When I was around 12 years old I remember sitting in one of my parents Alfa Romeo’s and praying “Lord, please don’t let me die until I can drive!” When I was 18 I bought my dad’s 1975 Alfa Romeo Alfetta (I don’t have any video but the one I posted below sounds the same and looks very similar).
While it might not look that impressive to you these days it was quite desirable back in the 80’s. I loved the leather interior, dual weber racing carbs, smooth 5 speed manual transmission and excellent handling. That car was fun to drive – the engine in the front and transmission in the rear. I really liked that car and thought it had so much potential. When I was in high school my friends would comment on it and I was delighted to be able to make it my own. I ended up spending most of my money on parts and almost all my time trying to fix it up.
Somehow it got a hold of my heart and got in my way of my relationship with God – it had become an idol in my life.
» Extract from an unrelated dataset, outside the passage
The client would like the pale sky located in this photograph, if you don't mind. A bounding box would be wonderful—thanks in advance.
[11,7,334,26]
I had been spending time growing in my faith and serving God but soon I swapped reading my Bible with looking through parts catalogs and any service manuals I could find. eventually I ended up working three jobs to help pay for my rent, food and car parts. When I wasn’t driving it I was thinking about it and how I was going to make it go faster and look cooler. I’m not sure if God had anything to do with it or if it was just because it was a temperamental Italian car that I was driving hard but it kept needing repairs and in the end I ended up selling it to some guy for parts for his racing car. It was a fun car and I would love to have another like it, but this time I would make sure that it doesn’t become a time and money robbing idol. At least I was young and it was a good season for me to learn to be careful not to get distracted by cars and possessions.